Imagine, for a moment, the catastrophic political fallout that would occur if white political leaders and journalists decried the possibility of a black person winning “their” seat in Congress and labeled it a “terrible loss in many ways” to “lose a white voice in Congress.” The media would call it racism- and they would be right.
So, my question is why is it okay to say these blatantly racist things when there is the threat of a white person winning the seat previously held by Jesse Jackson Jr.?
Answer: it’s not. It’s still racism.
Rep. Jesse Jackson, the son of professional race-baiter Rev. Jesse Jackson, has recently resigned to receive treatment for mental health issues. The special election to replace him has been set for February 26th, but the thought that a Caucasian might win the seat has bigots fretting.
“Black leaders are growing increasingly worried that a white candidate might seize the seat of former Democratic Rep. Jesse Jackson in the upcoming Illinois special election.
With a host of black candidates announcing their intention to run, the concern is that they could split the African-American vote and provide a plurality to a white contender. The worries escalated this week after former Rep. Debbie Halvorson, a white Democrat and veteran of suburban Chicago politics, threw her hat into the ring.
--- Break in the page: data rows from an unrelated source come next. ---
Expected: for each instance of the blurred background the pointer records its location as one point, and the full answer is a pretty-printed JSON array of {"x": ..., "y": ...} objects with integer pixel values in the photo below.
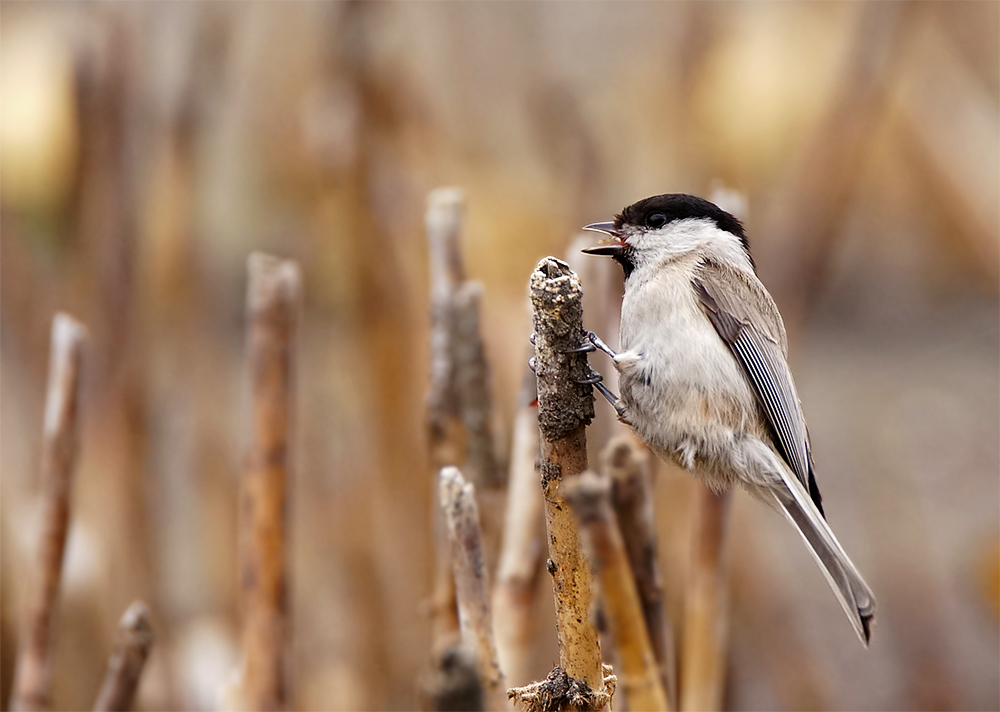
[{"x": 147, "y": 148}]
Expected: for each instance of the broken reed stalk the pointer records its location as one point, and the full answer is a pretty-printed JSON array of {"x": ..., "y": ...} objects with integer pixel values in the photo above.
[
  {"x": 60, "y": 439},
  {"x": 706, "y": 614},
  {"x": 471, "y": 587},
  {"x": 273, "y": 300},
  {"x": 458, "y": 403},
  {"x": 565, "y": 408},
  {"x": 706, "y": 601},
  {"x": 521, "y": 551},
  {"x": 639, "y": 677},
  {"x": 135, "y": 640},
  {"x": 627, "y": 463}
]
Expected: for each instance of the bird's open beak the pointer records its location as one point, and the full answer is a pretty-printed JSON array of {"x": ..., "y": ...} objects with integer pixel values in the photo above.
[
  {"x": 607, "y": 228},
  {"x": 609, "y": 247}
]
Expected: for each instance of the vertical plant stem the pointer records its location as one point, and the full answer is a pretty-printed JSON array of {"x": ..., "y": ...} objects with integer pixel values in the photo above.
[
  {"x": 706, "y": 612},
  {"x": 471, "y": 587},
  {"x": 521, "y": 552},
  {"x": 135, "y": 641},
  {"x": 33, "y": 676},
  {"x": 273, "y": 300},
  {"x": 565, "y": 408}
]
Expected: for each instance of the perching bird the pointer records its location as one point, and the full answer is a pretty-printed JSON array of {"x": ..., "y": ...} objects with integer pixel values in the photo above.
[{"x": 703, "y": 373}]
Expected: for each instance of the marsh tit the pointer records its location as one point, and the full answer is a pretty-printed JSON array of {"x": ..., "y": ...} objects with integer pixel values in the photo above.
[{"x": 702, "y": 369}]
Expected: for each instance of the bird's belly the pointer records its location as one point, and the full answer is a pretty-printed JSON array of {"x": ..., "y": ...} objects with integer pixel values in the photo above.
[{"x": 686, "y": 395}]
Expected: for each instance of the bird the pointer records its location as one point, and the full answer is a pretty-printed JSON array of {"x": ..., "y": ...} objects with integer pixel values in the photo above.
[{"x": 703, "y": 370}]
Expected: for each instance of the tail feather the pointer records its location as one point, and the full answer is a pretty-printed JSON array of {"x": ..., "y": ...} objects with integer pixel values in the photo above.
[{"x": 854, "y": 594}]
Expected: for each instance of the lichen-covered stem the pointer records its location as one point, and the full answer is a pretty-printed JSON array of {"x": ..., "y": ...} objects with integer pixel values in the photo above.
[
  {"x": 33, "y": 677},
  {"x": 565, "y": 408}
]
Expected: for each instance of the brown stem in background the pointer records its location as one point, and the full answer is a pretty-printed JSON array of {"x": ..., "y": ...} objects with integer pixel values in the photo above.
[
  {"x": 471, "y": 588},
  {"x": 565, "y": 407},
  {"x": 521, "y": 552},
  {"x": 627, "y": 463},
  {"x": 590, "y": 497},
  {"x": 458, "y": 401},
  {"x": 706, "y": 611},
  {"x": 135, "y": 640},
  {"x": 273, "y": 298},
  {"x": 33, "y": 677}
]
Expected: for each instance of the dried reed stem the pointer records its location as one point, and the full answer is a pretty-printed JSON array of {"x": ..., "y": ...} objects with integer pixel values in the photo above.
[
  {"x": 273, "y": 299},
  {"x": 33, "y": 676},
  {"x": 471, "y": 587},
  {"x": 458, "y": 401},
  {"x": 590, "y": 497},
  {"x": 521, "y": 552},
  {"x": 135, "y": 640},
  {"x": 627, "y": 463},
  {"x": 706, "y": 615},
  {"x": 565, "y": 408}
]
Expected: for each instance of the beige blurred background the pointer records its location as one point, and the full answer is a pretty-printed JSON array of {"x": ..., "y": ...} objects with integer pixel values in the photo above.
[{"x": 147, "y": 148}]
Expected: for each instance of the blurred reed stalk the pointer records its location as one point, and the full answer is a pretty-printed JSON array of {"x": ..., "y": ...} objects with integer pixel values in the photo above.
[
  {"x": 565, "y": 408},
  {"x": 135, "y": 641},
  {"x": 520, "y": 561},
  {"x": 458, "y": 400},
  {"x": 627, "y": 464},
  {"x": 273, "y": 303},
  {"x": 471, "y": 586},
  {"x": 639, "y": 677},
  {"x": 60, "y": 445},
  {"x": 706, "y": 615}
]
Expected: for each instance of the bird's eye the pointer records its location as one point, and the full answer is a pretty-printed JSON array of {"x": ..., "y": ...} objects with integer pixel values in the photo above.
[{"x": 656, "y": 220}]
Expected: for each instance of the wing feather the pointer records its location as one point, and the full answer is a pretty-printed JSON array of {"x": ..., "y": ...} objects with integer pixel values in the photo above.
[{"x": 745, "y": 317}]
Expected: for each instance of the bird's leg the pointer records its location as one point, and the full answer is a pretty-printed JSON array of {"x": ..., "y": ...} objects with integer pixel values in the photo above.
[{"x": 594, "y": 343}]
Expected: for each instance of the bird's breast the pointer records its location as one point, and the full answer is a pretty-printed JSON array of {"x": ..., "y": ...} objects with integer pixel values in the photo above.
[{"x": 681, "y": 385}]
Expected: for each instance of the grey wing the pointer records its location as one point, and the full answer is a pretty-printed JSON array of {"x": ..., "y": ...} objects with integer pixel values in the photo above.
[{"x": 746, "y": 319}]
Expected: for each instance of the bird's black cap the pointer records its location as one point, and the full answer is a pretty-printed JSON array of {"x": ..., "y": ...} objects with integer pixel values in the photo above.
[{"x": 680, "y": 206}]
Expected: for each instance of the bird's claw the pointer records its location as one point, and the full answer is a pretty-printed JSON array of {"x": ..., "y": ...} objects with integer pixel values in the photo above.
[{"x": 592, "y": 380}]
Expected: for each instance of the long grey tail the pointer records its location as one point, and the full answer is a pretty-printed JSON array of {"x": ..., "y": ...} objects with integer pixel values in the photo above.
[{"x": 854, "y": 594}]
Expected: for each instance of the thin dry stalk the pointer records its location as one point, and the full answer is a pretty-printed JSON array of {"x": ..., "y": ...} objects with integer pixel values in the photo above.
[
  {"x": 33, "y": 677},
  {"x": 565, "y": 408},
  {"x": 273, "y": 300},
  {"x": 590, "y": 497},
  {"x": 706, "y": 611},
  {"x": 458, "y": 401},
  {"x": 627, "y": 463},
  {"x": 471, "y": 588},
  {"x": 521, "y": 552},
  {"x": 135, "y": 640}
]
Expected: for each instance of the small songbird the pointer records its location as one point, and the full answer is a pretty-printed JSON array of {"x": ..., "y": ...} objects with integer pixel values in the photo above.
[{"x": 703, "y": 373}]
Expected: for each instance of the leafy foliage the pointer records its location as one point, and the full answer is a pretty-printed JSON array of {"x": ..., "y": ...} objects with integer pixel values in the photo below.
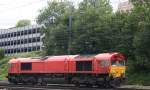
[{"x": 2, "y": 53}]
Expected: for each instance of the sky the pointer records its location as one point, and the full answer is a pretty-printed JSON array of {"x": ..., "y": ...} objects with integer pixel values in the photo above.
[{"x": 12, "y": 11}]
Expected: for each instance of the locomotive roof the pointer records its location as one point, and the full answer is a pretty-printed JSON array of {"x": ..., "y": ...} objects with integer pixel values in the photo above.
[
  {"x": 109, "y": 56},
  {"x": 47, "y": 58}
]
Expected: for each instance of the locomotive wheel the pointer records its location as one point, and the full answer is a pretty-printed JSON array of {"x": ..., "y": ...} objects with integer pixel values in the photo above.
[
  {"x": 115, "y": 83},
  {"x": 76, "y": 83}
]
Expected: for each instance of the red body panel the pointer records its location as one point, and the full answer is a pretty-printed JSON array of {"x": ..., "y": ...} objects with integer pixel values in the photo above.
[{"x": 64, "y": 64}]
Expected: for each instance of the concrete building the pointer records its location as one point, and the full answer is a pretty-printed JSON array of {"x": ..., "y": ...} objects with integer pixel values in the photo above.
[
  {"x": 125, "y": 6},
  {"x": 22, "y": 39}
]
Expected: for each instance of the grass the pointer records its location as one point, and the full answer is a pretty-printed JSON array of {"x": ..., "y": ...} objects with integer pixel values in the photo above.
[{"x": 3, "y": 62}]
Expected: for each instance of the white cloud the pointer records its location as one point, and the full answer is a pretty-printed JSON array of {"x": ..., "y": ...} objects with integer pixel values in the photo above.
[{"x": 13, "y": 10}]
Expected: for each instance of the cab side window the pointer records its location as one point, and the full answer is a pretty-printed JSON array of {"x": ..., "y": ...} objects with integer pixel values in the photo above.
[{"x": 104, "y": 63}]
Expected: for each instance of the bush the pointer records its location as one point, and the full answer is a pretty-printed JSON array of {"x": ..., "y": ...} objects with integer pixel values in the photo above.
[{"x": 2, "y": 53}]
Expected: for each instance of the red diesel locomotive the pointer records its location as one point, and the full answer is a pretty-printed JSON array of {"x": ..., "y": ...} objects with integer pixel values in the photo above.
[{"x": 106, "y": 69}]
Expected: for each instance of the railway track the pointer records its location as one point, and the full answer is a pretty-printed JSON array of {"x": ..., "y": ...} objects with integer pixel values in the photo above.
[{"x": 6, "y": 86}]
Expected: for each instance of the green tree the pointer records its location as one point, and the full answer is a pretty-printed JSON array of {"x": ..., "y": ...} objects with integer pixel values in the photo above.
[
  {"x": 22, "y": 23},
  {"x": 55, "y": 17},
  {"x": 2, "y": 53}
]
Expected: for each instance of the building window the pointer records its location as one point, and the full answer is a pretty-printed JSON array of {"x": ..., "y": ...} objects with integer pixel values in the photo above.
[
  {"x": 34, "y": 31},
  {"x": 26, "y": 66},
  {"x": 38, "y": 39},
  {"x": 11, "y": 34},
  {"x": 18, "y": 33},
  {"x": 83, "y": 65},
  {"x": 22, "y": 32}
]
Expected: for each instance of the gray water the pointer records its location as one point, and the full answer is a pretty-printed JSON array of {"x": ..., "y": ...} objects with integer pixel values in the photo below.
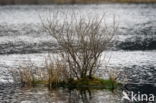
[{"x": 134, "y": 53}]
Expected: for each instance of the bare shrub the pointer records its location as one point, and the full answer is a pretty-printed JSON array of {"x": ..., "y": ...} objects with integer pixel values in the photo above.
[
  {"x": 56, "y": 72},
  {"x": 82, "y": 41}
]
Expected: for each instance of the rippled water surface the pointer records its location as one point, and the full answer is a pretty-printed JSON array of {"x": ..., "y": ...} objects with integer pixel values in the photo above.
[{"x": 134, "y": 53}]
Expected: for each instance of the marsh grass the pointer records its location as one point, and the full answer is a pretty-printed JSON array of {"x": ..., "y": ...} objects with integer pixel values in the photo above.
[{"x": 5, "y": 2}]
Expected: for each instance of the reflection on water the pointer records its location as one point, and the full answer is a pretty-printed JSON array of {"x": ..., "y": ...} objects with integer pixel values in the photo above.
[{"x": 42, "y": 95}]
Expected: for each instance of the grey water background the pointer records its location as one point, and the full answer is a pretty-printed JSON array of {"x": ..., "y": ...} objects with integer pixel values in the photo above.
[{"x": 134, "y": 53}]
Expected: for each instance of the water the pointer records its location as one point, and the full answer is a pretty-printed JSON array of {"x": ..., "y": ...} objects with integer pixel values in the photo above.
[{"x": 134, "y": 53}]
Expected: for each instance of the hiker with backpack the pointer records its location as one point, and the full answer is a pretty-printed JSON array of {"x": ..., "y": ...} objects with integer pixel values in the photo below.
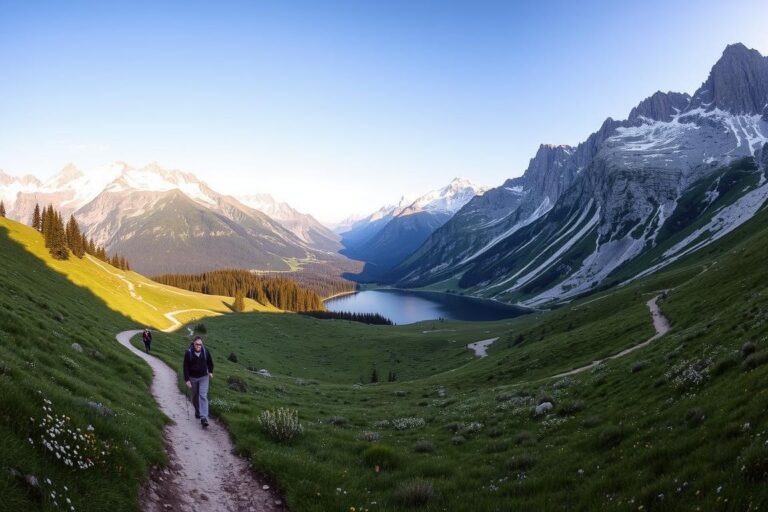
[
  {"x": 147, "y": 337},
  {"x": 198, "y": 370}
]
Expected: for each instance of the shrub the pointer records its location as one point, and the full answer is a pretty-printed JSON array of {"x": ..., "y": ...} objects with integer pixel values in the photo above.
[
  {"x": 569, "y": 408},
  {"x": 755, "y": 459},
  {"x": 610, "y": 437},
  {"x": 424, "y": 446},
  {"x": 752, "y": 361},
  {"x": 339, "y": 421},
  {"x": 694, "y": 417},
  {"x": 415, "y": 493},
  {"x": 522, "y": 462},
  {"x": 748, "y": 348},
  {"x": 368, "y": 436},
  {"x": 407, "y": 423},
  {"x": 236, "y": 383},
  {"x": 381, "y": 455},
  {"x": 281, "y": 424}
]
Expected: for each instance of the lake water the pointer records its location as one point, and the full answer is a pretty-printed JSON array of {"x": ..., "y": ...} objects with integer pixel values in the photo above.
[{"x": 407, "y": 307}]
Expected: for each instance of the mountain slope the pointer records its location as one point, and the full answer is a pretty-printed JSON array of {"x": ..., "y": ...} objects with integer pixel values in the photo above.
[
  {"x": 305, "y": 227},
  {"x": 582, "y": 214},
  {"x": 133, "y": 295},
  {"x": 388, "y": 240}
]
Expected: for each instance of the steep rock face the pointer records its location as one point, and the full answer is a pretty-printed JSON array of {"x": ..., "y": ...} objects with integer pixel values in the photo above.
[
  {"x": 639, "y": 193},
  {"x": 660, "y": 106},
  {"x": 738, "y": 83}
]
Losing Jackson’s seat would be a blow to the black establishment. Chicago, long a center of black cultural and political power — it’s the home of the first black president, Barack Obama, and the first black member of Congress in modern congressional history, Oscar De Priest — would see its delegation in the Congressional Black Caucus diminish from three seats to two. And there’s Jackson background as the son of iconic civil rights leader the Rev. Jesse Jackson…
‘The battle we have is that we can’t afford to lose a black voice in Congress,’ [Democratic consultant Delmarie Cobb] added ‘It would be a terrible loss in many ways.’”
So because Chicago was one of the first cities to welcome black leaders, we are expected to tolerate racial prejudice? If we imagine the inverse situation, where people were greatly concerned a black person might win a seat in Congress, the seething bigotry becomes readily obvious.
Enough is enough. While we hear ludicrous, conspiracy-minded accusations of covert racism with “code words” and “dog whistles” from media personalities and political leaders, the fact is we have racism embedded within our political system, out in the open, and nobody in government or the media is calling them on it!
It is time for America to reset and no longer tiptoe around the issue of race. We must be willing to readjust our thinking and realize that the modern genesis of racism is certainly not confined to Caucasians. If we are going to have an equal society, we must hold political leaders to a uniform standard.